Illinois mandates that Rebecca Hill and thousands of other home‐​based Medicaid and daycare workers accept an advocacy organization—in this case, a local division of the Service Employees International Union (SEIU)—as their exclusive representative in collective bargaining negotiations with the state. These workers, however, do not work for the state. Indeed, the state does not direct their work, nor do they receive state health insurance, pensions, or any other benefit that would normally come with working for a state government. The only connection these workers have with the state is that it indirectly pays part of their wage from federal Medicaid funds. Yet Illinois designates them as “state employees” for collective bargaining purposes. This in turn allows the SEIU to speak and lobby on the workers behalf. But there is a major problem with this scheme: many of these workers do not want the union to represent them, nor do they want to be associated with the union’s views.

Fortunately, home‐​based workers of this kind no longer have to pay for these forced associations. The Supreme Court held in Harris v. Quinn (2014) that collecting a fee for a union’s collective bargaining activity from home‐​based workers who do not want to join a union is an unconstitutional infringement of their First Amendment rights because such workers are not “full‐​fledged public employees.” But, unfortunately, Harris did not resolve a more basic and fundamental issue: whether a state government can even force non‐​full‐​fledged public employees—or employees that have no relationship to the state at all for that matter—into unwanted associations in the first place. This case deals with that unresolved question. Hill and several other plaintiffs sued Illinois and the SEIU, claiming that forcing them into an exclusive representative relationship with the union violates their First Amendment right not to associate. A federal district court— citing Abood v. Detroit Board of Education (1977) and Minnesota State Board for Community Colleges v. Knight (1984)—dismissed the claim, and the U.S. Court of Appeals for the Seventh Circuit upheld that ruling. The Seventh Circuit reasoned that those cases only required Illinois to provide a “rational basis” for forcing workers to associate with the SEIU, not the heightened scrutiny that is typically required when government infringes on a person’s First Amendment associational rights.

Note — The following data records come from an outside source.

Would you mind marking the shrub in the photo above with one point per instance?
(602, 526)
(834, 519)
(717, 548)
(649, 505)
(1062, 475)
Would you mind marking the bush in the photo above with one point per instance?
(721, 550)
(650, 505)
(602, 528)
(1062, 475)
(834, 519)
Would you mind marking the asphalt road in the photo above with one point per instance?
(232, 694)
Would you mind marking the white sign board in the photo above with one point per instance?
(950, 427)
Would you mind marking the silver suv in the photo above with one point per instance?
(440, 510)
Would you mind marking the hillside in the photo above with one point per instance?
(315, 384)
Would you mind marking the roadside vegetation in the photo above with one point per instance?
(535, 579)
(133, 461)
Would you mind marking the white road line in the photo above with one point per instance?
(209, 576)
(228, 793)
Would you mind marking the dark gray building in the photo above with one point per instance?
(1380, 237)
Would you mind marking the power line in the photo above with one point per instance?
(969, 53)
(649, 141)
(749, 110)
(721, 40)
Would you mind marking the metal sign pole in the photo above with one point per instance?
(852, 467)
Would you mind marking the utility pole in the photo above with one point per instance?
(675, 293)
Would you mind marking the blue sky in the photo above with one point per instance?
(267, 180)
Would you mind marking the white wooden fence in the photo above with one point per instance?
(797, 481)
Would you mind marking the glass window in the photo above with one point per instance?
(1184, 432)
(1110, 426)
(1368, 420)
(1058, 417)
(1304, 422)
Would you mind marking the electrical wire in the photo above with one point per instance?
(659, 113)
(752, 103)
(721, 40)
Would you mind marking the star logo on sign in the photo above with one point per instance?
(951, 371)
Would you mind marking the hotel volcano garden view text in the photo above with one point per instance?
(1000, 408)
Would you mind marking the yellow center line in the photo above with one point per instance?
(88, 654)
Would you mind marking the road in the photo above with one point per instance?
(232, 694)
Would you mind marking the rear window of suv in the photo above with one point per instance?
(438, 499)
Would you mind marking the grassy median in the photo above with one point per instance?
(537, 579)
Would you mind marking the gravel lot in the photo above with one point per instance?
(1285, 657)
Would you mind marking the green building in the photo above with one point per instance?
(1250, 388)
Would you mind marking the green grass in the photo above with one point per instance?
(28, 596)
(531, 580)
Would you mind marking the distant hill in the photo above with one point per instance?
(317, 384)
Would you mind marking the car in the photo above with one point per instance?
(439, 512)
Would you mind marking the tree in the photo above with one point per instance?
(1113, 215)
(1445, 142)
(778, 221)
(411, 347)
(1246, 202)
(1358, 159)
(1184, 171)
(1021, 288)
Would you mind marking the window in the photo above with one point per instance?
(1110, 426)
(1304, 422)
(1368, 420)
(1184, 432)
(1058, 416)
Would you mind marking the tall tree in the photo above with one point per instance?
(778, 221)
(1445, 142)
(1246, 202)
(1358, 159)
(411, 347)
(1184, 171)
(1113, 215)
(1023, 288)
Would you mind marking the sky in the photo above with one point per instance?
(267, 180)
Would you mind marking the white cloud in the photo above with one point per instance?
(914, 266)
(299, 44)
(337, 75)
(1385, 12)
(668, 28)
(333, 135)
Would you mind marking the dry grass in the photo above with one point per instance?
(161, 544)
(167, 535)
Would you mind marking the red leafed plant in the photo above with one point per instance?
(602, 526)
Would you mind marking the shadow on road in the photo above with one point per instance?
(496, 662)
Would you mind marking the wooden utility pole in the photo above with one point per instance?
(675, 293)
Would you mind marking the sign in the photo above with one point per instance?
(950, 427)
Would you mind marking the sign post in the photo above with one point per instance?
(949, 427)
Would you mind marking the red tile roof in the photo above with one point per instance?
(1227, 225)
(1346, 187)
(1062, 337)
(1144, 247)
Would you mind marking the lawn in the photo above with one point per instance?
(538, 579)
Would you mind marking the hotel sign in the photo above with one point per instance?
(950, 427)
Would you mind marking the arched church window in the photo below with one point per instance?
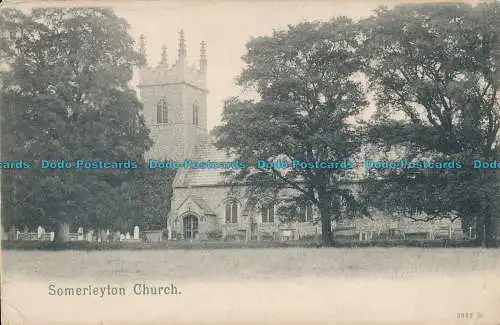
(196, 113)
(305, 213)
(267, 212)
(162, 111)
(231, 212)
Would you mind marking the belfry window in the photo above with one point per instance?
(196, 113)
(267, 212)
(162, 111)
(231, 212)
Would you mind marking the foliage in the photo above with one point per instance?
(434, 71)
(305, 78)
(65, 95)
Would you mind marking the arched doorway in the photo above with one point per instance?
(190, 226)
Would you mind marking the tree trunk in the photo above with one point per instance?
(62, 235)
(486, 231)
(326, 226)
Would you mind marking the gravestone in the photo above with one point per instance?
(80, 233)
(40, 231)
(90, 235)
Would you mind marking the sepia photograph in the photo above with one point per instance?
(250, 162)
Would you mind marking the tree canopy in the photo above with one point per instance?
(66, 96)
(305, 78)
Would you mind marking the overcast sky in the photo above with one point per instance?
(226, 26)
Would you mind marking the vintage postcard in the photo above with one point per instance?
(250, 162)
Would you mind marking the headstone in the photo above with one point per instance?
(80, 233)
(40, 232)
(102, 236)
(90, 235)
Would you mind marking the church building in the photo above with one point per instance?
(203, 205)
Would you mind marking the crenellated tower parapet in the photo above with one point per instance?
(175, 102)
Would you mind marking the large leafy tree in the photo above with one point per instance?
(66, 95)
(434, 72)
(305, 78)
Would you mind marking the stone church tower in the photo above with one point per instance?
(175, 103)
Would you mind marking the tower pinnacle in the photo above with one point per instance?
(182, 48)
(164, 61)
(203, 56)
(142, 49)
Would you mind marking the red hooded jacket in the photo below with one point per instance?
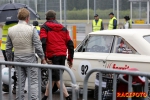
(56, 40)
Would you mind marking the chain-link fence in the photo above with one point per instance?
(76, 10)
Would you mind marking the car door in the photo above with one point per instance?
(91, 53)
(124, 56)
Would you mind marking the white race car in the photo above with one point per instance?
(113, 49)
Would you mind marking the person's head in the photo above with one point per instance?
(24, 14)
(51, 15)
(111, 15)
(35, 23)
(96, 17)
(127, 18)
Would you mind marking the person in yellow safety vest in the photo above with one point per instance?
(112, 22)
(97, 24)
(128, 22)
(36, 24)
(5, 28)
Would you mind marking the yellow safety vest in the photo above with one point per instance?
(110, 26)
(38, 28)
(130, 23)
(4, 35)
(97, 27)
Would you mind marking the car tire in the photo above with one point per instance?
(55, 89)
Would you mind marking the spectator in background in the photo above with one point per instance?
(97, 23)
(36, 24)
(112, 22)
(128, 22)
(5, 28)
(55, 41)
(26, 43)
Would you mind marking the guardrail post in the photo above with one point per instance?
(146, 88)
(0, 82)
(10, 94)
(100, 86)
(74, 30)
(29, 84)
(129, 85)
(39, 82)
(50, 84)
(61, 86)
(114, 86)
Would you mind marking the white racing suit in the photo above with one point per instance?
(26, 43)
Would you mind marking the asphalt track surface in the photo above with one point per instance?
(56, 96)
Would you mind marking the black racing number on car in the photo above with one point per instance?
(84, 69)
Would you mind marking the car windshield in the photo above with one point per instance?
(147, 38)
(101, 43)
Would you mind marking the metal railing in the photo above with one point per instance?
(114, 72)
(39, 66)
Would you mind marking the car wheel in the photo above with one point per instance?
(44, 81)
(55, 89)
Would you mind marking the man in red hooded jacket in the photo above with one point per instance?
(55, 41)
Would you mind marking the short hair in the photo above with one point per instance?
(50, 14)
(23, 14)
(35, 23)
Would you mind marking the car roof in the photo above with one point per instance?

Cato, joined by the National Federation of Independent Business and Michigan’s Mackinac Center, is supporting Ms. Hill and the other petitioners asking the Supreme Court to hear the case. We argue that the Seventh Circuit interpreted Abood and Knight far beyond their holdings and logic. Both of those cases dealt with true public employees, not with workers designated as public employees merely for collective bargaining purposes. The Supreme Court made it clear in Harris that Abood and its progeny do not apply to cases involving non‐​full‐​fledged public employees. Moreover, if this ruling stands, what is to stop Illinois—or other states with similar laws—from designating any workers that directly or indirectly take some state funding as a public employees? This might include nurses or doctors who take Medicaid, attorneys representing the indigent in state courts, foster parents, or employees of businesses receiving state funds. Where does it stop? Indeed, other states are already doing this in a number of jurisdictions—including in the First and Second Circuits—which have recently upheld similar laws that Cato earlier urged the Supreme Court to hear. The Supreme Court should take this case and reaffirm that the First Amendment protects workers against being compelled to associate with groups they do not want to join.